Reputation: 159
I am trying to figure out the most straightforward and safe way to count the number of active sessions using a memcached storage option. With DB based session storage, I can just count the number of rows in the table but can't do the same thing with memcached.
Thanks, Vikram
Upvotes: 2
Views: 1980
Reputation: 286
I know this post is really old, but I thought I'd add a potential solution here and see what kind of comments come in from the community.
We're considering moving our sessions to memcached since we're using it for fragment caching (and other things). This approach is working on my machine but haven't had a chance to clean up the code and test it out in a more robust environment.
The solution is pretty straight forward. It uses a key based on hour:minute and increments/decrements the keys when a session is extended. The bucket (key) the session is put into is returned and stored in the session. The next time the session hits the app, the previous bucket it was put in is provided to the count method. That way a session can move between keys (moved from previous bucket to new bucket)
Here is the method:
def count(previous_bucket)
# All this does is construct a key like this:
# _session_counter_10:15
key = KEY_PREFIX + time_key(Time.now.hour, Time.now.min)
# do nothing if previous bucket = key
return key if previous_bucket.present? && key.eql?(previous_bucket)
# Increment the count in the cache
Rails.cache.increment(key, 1, expires_in: 30.minutes)

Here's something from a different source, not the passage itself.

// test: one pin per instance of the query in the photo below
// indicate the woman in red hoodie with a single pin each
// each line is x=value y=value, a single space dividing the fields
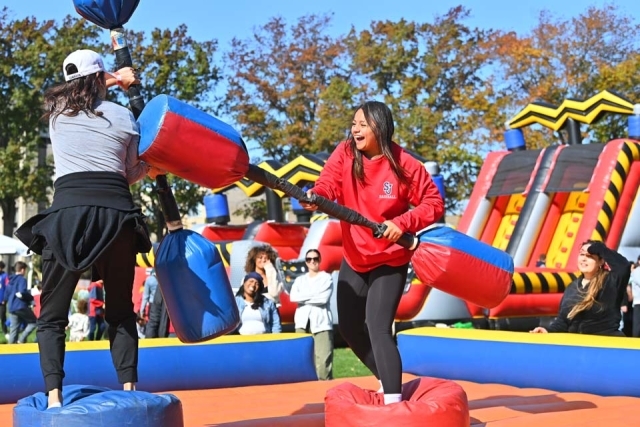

# If there is a previous bucket, decrement the count there
if previous_bucket.present?
Rails.cache.decrement(previous_bucket, 1)
end
# Return the key used so it can be stored in the session which was counted. This will be returned on the next
# call to bump to keep the numbers accurate
return key
end
To use, the calling method is doing this:
counter = SessionCounter.new
session[:counter_bucket] = counter.count(session[:counter_bucket])

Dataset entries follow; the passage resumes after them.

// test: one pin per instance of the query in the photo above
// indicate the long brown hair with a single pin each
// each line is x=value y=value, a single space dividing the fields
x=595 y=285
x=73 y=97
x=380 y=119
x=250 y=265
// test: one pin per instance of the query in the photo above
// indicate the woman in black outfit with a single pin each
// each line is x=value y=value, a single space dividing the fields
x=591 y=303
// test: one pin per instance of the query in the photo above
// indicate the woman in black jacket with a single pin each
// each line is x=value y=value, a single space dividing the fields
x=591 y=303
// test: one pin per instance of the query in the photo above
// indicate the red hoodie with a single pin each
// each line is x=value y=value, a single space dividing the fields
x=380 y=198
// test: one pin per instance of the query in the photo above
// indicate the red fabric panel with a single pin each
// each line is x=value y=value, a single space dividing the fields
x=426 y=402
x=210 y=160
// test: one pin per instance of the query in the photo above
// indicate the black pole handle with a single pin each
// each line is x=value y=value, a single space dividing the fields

To get a count of sessions in a given time period, you can simply construct an array of keys for the time period, then use read_multi to retrieve the counts in that time.
For example:
keys = ["_session_count_10:15","_session_count_10:14","_session_count_10:13"]

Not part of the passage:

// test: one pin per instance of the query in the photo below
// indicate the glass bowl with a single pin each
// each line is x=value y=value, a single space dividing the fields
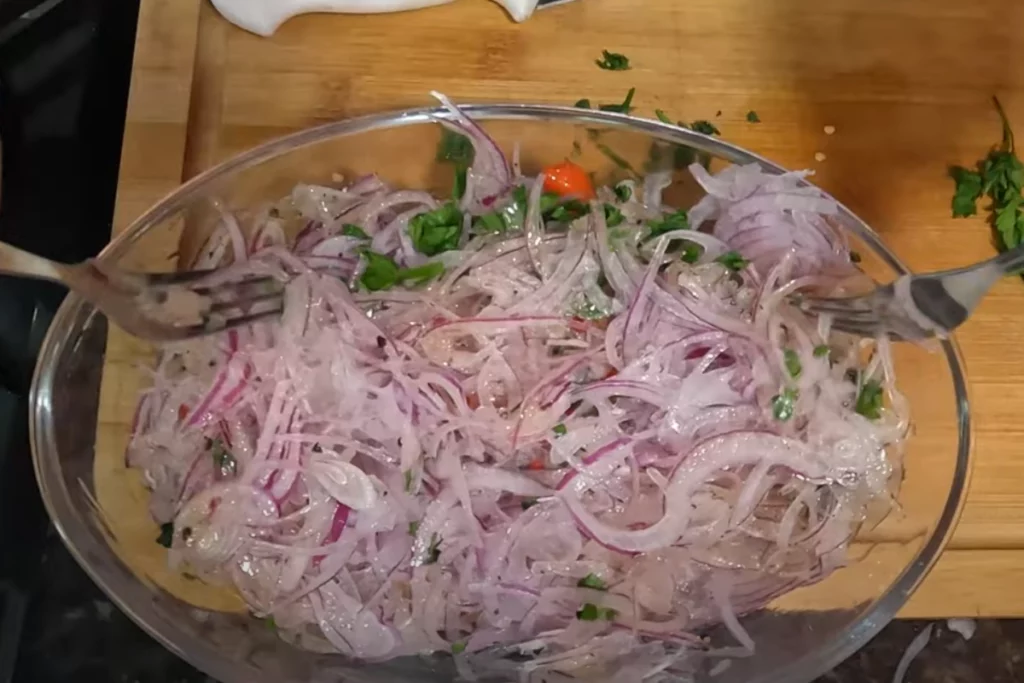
x=89 y=375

values = Rails.cache.read_multi(*keys)
Values is a hash which will contain any matching keys. Simply sum up the values of the keys to get the count in that time period.
Question:
Update:
We've implemented this pattern and put it into production. It has been working really well for us and no performance issues have appeared yet.
Upvotes: 0
Reputation: 28703
Memcache explicitly does not provide a way to iterate over the keys in use. You can read or write based on a specific key, but you can not get a list of all keys or iterate over them. This is a limitation of memcache.
Unfortunately, a before_filter
won't work because sessions can be expired in memcached without your app being notified about it.
Why do you want to get this information?
Upvotes: 1
Reputation: 9093
I don't think you can do that with memcache.
Must admit I am yet to use MemCacheStore but you could probably implement something using before filters in the application controller with a cron job and a table in your database.